Schakowsky’s idea that advisory committees could improve accelerated approval process would seem to be challenged by the fact that FDA’s most controversial accelerated approval, Aduhelm, itself went before an advisory committee – with the agency ultimately ignoring the panel’s recommendation not to approval the Alzheimer’s product.  (Also see "Aduhelm Approval Firestorm Raises Question: What Are US FDA Advisory Committees For, Anyway?" - Pink Sheet, 11 Jun, 2021.)   

The House bill would streamline the accelerated approval pathway withdrawal process, and helps the FDA ensure post-approval studies are completed in a timely manner.  (Also see "User Fee Bill’s Accelerated Approval Reform Provisions Watered Down, But Could Speed Withdrawals" - Pink Sheet, 4 May, 2022.)

Gliding Towards Enactment

Committee members praised each other throughout the mark-up for the bipartisan nature of its passage.
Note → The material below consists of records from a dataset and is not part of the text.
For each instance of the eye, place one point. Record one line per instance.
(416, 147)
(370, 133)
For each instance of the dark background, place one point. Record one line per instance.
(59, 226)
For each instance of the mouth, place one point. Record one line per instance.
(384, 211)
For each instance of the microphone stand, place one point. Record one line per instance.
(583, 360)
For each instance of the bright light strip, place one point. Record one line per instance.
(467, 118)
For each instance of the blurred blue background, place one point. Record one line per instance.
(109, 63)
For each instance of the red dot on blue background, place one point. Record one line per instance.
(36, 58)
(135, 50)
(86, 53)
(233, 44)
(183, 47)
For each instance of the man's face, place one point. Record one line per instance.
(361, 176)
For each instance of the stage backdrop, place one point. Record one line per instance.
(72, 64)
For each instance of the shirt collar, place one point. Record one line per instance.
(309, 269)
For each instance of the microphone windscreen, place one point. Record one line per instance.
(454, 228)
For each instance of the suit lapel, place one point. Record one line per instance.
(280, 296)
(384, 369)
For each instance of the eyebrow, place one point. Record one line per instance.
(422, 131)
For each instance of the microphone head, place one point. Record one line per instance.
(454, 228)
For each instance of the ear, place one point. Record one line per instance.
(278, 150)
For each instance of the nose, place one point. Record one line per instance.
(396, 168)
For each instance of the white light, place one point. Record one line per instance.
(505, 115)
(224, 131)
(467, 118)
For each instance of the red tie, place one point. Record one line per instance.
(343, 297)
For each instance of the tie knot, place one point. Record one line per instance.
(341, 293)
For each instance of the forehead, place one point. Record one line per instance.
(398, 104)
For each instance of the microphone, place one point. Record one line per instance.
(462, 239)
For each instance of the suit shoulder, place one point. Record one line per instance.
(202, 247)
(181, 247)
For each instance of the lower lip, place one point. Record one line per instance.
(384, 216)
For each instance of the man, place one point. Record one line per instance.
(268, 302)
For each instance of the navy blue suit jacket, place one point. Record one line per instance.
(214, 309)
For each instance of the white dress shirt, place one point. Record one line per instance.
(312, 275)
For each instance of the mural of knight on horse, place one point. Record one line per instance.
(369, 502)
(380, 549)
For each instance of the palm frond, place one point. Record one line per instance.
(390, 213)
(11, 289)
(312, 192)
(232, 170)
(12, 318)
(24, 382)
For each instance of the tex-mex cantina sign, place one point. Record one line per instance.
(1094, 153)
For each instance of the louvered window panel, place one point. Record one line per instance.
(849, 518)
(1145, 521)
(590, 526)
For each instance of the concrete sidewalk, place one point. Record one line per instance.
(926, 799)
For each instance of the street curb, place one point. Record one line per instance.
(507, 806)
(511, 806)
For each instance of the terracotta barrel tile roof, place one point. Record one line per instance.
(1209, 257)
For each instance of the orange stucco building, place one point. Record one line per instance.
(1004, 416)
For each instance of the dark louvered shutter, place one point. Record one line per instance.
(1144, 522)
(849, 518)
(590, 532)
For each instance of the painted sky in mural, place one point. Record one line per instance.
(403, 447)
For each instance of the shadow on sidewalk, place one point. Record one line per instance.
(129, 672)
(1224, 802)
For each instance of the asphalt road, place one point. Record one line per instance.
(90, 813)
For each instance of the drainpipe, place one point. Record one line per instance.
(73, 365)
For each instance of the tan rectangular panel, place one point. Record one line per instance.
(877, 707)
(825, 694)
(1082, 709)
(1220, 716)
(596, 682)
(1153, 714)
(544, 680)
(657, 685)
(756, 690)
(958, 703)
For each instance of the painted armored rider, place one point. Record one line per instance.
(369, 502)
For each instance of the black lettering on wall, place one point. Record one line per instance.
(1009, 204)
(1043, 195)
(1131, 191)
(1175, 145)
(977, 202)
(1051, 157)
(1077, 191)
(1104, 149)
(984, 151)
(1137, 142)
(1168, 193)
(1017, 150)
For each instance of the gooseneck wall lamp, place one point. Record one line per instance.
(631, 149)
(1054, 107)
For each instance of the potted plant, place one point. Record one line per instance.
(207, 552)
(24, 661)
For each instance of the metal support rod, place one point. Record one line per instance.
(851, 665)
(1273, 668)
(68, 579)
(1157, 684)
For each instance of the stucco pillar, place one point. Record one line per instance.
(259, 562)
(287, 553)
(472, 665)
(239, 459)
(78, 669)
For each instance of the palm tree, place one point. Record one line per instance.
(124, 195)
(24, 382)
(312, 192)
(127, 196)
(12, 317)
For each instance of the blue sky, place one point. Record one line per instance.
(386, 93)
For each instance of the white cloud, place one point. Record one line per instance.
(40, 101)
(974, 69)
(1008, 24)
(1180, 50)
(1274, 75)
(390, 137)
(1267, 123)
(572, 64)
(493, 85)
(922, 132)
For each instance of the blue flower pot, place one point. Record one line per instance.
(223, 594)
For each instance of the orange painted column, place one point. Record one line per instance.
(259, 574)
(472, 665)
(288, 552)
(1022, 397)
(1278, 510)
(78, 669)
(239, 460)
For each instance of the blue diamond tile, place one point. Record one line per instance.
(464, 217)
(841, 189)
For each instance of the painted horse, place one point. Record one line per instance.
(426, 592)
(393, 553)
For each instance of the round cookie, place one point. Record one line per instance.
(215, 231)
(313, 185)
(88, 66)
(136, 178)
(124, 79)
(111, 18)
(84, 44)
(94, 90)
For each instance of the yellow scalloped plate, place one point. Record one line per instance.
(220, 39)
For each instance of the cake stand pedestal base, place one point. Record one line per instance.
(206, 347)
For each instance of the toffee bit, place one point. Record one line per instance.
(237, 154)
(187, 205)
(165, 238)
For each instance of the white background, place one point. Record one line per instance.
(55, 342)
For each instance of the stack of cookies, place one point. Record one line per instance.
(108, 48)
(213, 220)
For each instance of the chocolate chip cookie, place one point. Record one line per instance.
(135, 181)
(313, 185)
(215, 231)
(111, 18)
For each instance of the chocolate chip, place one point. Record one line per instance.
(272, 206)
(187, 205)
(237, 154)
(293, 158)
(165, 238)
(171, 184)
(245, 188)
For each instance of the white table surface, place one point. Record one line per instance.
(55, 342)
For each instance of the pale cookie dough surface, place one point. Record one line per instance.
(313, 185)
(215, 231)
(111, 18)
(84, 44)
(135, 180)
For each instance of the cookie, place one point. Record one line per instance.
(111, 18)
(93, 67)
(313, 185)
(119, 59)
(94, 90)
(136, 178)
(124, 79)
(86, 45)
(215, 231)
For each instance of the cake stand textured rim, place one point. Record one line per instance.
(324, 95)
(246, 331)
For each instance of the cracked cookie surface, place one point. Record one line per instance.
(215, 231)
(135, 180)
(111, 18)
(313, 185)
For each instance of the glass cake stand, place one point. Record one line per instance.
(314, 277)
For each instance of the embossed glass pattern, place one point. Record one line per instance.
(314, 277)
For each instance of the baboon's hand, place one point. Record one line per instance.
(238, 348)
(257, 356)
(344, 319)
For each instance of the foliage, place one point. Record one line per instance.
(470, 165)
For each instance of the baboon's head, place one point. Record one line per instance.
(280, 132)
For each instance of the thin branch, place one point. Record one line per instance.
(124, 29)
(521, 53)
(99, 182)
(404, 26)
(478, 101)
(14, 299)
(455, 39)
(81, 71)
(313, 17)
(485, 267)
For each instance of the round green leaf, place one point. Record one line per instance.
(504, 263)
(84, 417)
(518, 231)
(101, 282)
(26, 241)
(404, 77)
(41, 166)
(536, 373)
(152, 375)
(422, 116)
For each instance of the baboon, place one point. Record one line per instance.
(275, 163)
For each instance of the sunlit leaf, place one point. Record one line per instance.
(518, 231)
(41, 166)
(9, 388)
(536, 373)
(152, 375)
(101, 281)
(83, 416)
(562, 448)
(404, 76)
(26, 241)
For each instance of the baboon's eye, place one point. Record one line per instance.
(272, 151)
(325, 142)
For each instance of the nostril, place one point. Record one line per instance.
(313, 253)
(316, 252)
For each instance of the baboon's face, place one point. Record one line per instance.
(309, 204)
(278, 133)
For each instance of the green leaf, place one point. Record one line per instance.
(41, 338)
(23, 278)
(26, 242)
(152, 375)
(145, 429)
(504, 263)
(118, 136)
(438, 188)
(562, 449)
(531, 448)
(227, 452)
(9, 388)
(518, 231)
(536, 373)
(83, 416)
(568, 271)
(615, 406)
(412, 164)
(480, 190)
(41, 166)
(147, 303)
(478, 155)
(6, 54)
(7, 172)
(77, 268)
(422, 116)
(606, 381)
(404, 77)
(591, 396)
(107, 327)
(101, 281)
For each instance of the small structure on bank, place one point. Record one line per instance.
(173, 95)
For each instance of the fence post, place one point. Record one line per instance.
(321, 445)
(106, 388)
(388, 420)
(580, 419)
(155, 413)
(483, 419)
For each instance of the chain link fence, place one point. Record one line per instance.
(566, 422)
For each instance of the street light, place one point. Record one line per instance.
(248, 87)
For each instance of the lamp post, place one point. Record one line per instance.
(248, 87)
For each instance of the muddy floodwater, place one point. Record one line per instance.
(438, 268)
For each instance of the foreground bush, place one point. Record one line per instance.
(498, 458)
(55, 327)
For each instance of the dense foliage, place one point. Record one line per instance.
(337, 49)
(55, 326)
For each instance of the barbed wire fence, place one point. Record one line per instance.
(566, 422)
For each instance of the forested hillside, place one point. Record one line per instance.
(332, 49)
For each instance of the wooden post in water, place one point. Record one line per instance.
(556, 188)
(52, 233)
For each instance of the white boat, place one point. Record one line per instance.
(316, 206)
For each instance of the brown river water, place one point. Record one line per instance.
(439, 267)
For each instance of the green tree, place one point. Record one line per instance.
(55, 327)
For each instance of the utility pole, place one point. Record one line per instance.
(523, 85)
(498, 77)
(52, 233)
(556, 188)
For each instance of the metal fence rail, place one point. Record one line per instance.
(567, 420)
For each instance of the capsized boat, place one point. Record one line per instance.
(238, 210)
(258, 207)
In keeping with that approach, Rep. Brett Guthrie, R-KY, the ranking member of the Energy and Commerce Health Subcommittee, introduced the updated bill, rather than subcommittee chair Anna Eshoo, D-CA.

Lawmakers want the bill to move through Congress quickly, but the Senate draft user fee bill is significantly different – though the policy riders complement, rather than compete with, the House provisions, suggesting negotiations between the two chambers will likely not need to be that extensive.  (Also see "Accelerated Approval, Clinical Trial Diversity Provisions Left Out Of Senate User Fee Bill" - Pink Sheet, 17 May, 2022.)

The Senate bill would clarify some aspects of first interchangeable exclusivity for biosimilars and create new regulations for cosmetics, dietary supplements and lab-developed tests. Those provisions were left out of the House bill.  (Also see "Senate’s US FDA User Fee Bill Answers Biosimilar Interchangeable Exclusivity Questions" - Pink Sheet, 17 May, 2022.)

The prescription drug, generic drug, and biosimilar user fees will expire 30 September, but lawmakers want the programs reauthorized earlier to avoid forcing the FDA to notify employees whose salaries are supported by user fees that they could be laid off. Such a move could lower morale and cause some agency staff to leave for other positions.

Brenda Sandburg contributed to this report.